Evaluations using both synthetic and production traces demonstrate GreenLLM’s ability to adapt to changing demands, tracking workload intensity and modulating GPU clocks in real-time to minimize energy use while maintaining SLO compliance. Across evaluations using production traces, GreenLLM reduces total energy consumption by up to 34% compared to standard GPU settings, with no loss of throughput and less than 3. 5% additional SLO violations.
Real-Time Dynamic Frequency Scaling for Performance
Optimized LLM Serving with Dynamic Frequency Scaling
Addressing Prefill and Decode Asymmetries for Scaling
GreenLLM presents a new framework for improving the energy efficiency of large language model serving. The research addresses the distinct characteristics of LLM inference, which involves a prefill and decode phase, and demonstrates that treating these phases uniformly leads to wasted energy. GreenLLM optimizes energy use by separating control of these two phases, employing length-based request routing to reduce delays and a model-driven approach to select efficient clock speeds during prefill. A lightweight controller then dynamically adjusts frequency during decoding to maintain performance targets while minimizing energy consumption. Across tests using real-world data, GreenLLM consistently reduced node energy by between 10 and 34 percent compared to standard GPU governors, without compromising throughput or significantly impacting service level objectives. The framework operates on existing GPUs and integrates seamlessly with current serving infrastructure, requiring no modifications to the language models themselves.

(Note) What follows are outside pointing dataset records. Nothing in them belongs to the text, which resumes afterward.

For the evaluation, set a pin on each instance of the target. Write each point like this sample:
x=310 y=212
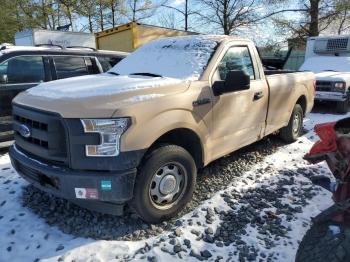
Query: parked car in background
x=138 y=133
x=24 y=67
x=329 y=58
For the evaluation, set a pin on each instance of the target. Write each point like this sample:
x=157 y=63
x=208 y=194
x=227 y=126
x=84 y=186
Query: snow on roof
x=184 y=57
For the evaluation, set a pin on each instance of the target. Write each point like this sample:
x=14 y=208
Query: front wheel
x=294 y=129
x=165 y=183
x=343 y=107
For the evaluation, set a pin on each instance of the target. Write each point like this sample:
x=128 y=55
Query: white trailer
x=35 y=37
x=329 y=58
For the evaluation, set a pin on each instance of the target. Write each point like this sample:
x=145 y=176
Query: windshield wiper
x=113 y=73
x=146 y=74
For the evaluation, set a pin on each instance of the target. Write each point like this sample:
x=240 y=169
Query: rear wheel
x=165 y=183
x=294 y=129
x=325 y=242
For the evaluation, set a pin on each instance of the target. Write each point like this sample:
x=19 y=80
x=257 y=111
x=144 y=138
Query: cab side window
x=23 y=69
x=70 y=66
x=108 y=62
x=236 y=58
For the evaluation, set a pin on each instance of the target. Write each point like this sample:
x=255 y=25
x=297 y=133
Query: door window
x=23 y=69
x=236 y=58
x=70 y=66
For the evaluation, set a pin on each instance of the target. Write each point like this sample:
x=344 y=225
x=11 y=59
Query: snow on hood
x=333 y=76
x=183 y=57
x=97 y=85
x=320 y=64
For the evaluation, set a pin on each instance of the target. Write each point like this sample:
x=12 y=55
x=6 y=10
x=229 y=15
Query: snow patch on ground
x=26 y=237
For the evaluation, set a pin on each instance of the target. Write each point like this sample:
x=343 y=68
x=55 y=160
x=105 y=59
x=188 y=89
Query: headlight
x=110 y=131
x=339 y=86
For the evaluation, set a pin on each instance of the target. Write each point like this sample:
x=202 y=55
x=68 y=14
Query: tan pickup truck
x=138 y=133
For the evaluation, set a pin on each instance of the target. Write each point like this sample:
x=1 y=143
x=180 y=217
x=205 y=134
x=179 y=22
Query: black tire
x=321 y=245
x=289 y=133
x=343 y=107
x=144 y=202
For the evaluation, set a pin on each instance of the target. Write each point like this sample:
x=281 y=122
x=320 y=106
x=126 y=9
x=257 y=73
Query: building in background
x=130 y=36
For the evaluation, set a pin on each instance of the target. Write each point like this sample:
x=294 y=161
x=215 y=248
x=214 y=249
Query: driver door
x=239 y=116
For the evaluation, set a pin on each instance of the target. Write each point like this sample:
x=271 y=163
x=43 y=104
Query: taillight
x=314 y=87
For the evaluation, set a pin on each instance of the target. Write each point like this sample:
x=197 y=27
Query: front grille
x=325 y=86
x=47 y=139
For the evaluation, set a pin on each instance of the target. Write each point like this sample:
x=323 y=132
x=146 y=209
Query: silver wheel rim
x=168 y=185
x=296 y=123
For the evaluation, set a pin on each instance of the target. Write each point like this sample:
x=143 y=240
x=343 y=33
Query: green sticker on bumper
x=106 y=185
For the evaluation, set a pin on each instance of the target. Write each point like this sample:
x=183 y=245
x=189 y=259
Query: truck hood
x=97 y=95
x=334 y=76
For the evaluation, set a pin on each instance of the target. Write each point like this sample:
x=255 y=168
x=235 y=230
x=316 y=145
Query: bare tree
x=142 y=9
x=230 y=15
x=69 y=8
x=87 y=8
x=317 y=15
x=168 y=20
x=185 y=12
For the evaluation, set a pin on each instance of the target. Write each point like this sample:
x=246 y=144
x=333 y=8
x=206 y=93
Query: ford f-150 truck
x=329 y=58
x=138 y=133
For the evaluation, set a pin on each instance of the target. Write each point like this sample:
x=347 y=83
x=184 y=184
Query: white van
x=329 y=58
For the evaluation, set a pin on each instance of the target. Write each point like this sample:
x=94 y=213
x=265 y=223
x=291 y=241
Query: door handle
x=258 y=95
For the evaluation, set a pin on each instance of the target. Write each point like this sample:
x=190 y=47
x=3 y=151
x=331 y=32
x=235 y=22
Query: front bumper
x=105 y=192
x=331 y=96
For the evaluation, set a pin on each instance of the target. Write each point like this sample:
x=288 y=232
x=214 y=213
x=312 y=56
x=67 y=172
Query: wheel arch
x=184 y=137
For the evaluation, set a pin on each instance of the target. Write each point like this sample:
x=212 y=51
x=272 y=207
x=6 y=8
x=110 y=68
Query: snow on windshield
x=183 y=57
x=326 y=63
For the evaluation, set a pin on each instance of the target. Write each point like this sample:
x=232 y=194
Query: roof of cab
x=5 y=49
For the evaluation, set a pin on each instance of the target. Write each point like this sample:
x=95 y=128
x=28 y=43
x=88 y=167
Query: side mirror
x=3 y=79
x=236 y=80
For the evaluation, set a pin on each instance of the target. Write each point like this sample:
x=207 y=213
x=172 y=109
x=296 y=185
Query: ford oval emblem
x=24 y=131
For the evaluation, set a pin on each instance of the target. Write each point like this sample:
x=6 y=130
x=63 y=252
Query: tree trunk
x=186 y=15
x=90 y=24
x=226 y=27
x=101 y=15
x=113 y=13
x=44 y=15
x=314 y=18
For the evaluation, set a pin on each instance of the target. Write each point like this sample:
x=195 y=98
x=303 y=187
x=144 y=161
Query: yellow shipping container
x=130 y=36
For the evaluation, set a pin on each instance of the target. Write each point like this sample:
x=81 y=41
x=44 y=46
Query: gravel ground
x=252 y=205
x=77 y=221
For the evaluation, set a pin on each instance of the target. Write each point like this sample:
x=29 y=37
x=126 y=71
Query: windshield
x=326 y=63
x=175 y=57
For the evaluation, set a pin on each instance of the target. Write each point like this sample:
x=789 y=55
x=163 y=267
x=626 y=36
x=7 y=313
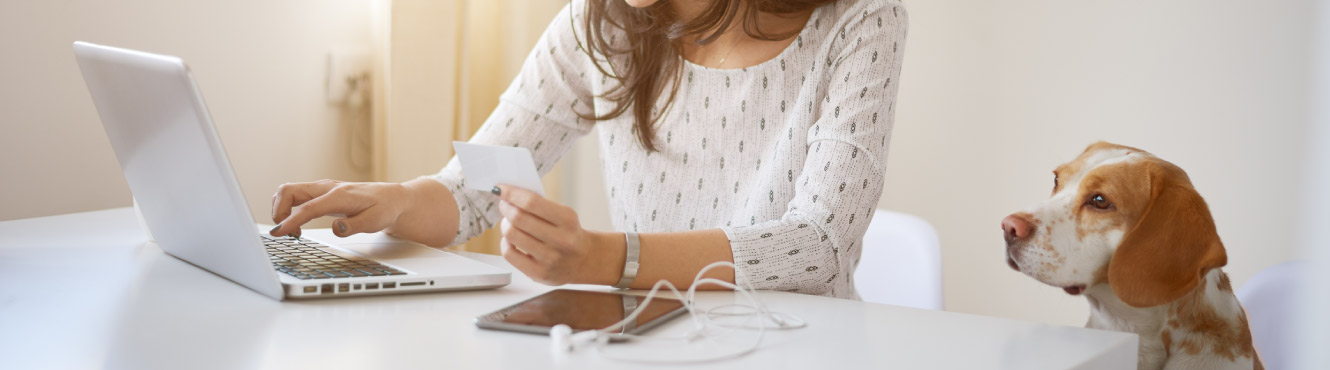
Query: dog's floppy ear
x=1172 y=245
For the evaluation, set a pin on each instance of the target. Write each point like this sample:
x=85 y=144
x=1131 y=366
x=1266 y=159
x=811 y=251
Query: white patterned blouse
x=786 y=157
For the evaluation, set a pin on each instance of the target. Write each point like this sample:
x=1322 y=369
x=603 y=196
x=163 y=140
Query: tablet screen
x=580 y=310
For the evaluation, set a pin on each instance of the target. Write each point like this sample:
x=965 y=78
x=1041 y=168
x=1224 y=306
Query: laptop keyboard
x=307 y=260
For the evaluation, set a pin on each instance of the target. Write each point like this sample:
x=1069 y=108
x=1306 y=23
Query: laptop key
x=373 y=272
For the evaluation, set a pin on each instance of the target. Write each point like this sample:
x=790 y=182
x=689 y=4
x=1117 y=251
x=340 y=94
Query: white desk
x=85 y=290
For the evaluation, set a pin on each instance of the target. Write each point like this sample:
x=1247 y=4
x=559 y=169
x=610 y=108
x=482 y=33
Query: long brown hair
x=652 y=55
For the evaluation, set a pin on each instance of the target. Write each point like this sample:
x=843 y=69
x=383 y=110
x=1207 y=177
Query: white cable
x=704 y=320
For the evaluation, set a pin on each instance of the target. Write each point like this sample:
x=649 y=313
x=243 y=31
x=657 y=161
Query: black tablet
x=581 y=310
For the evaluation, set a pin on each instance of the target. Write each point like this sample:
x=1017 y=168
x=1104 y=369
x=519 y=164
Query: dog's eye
x=1099 y=201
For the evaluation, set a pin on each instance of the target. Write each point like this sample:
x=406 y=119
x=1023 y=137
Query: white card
x=488 y=165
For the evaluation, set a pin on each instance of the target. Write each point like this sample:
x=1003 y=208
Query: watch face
x=583 y=310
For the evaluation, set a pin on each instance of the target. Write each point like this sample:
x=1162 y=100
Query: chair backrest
x=1269 y=301
x=901 y=262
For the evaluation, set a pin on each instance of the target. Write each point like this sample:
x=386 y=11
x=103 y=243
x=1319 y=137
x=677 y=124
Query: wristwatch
x=629 y=261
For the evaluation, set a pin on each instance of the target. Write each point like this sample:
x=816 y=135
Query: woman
x=745 y=131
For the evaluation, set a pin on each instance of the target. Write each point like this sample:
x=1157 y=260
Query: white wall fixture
x=349 y=77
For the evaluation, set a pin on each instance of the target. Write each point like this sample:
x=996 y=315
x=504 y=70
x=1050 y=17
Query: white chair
x=1269 y=301
x=901 y=262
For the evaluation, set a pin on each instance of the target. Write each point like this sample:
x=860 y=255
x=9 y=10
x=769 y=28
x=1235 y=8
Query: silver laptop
x=186 y=190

🗞 GreenLLM: SLO-Aware Dynamic Frequency Scaling for Energy-Efficient LLM Serving
🧠 ArXiv: https://arxiv.org/abs/2508.16449
The efficacy of GreenLLM relies on integrating precise knowledge of LLM computational graphs into the hardware scheduler. Unlike general-purpose workload schedulers, which treat GPU utilization purely by compute units, GreenLLM requires awareness of data dependencies and memory bandwidth bottlenecks inherent to the transformer architecture. This necessitates specialized hardware-aware profiling tools that can accurately delineate the shift in resource bottlenecks between the sequence-parallel prefill phase and the memory-bound, sequential decode phase in real time.
From a system-level perspective, implementing dynamic frequency scaling adds complexity to maintaining stability and predicting thermal profiles. The framework must incorporate advanced control loops that model the dynamic relationship between power draw, clock frequency, and achievable latency variance. By treating these variables as coupled constraints within an optimization problem, GreenLLM moves beyond simple power capping to achieve genuine performance-aware energy minimization.
Furthermore, the demonstrated reduction in energy expenditure highlights a critical industry bottleneck: the energy cost of scaling AI. As model sizes increase and deployment moves toward the edge, optimization frameworks like GreenLLM become foundational infrastructure components. This technical leap suggests a shift in AI infrastructure focus, moving energy efficiency from an academic consideration to a core economic metric for cloud providers.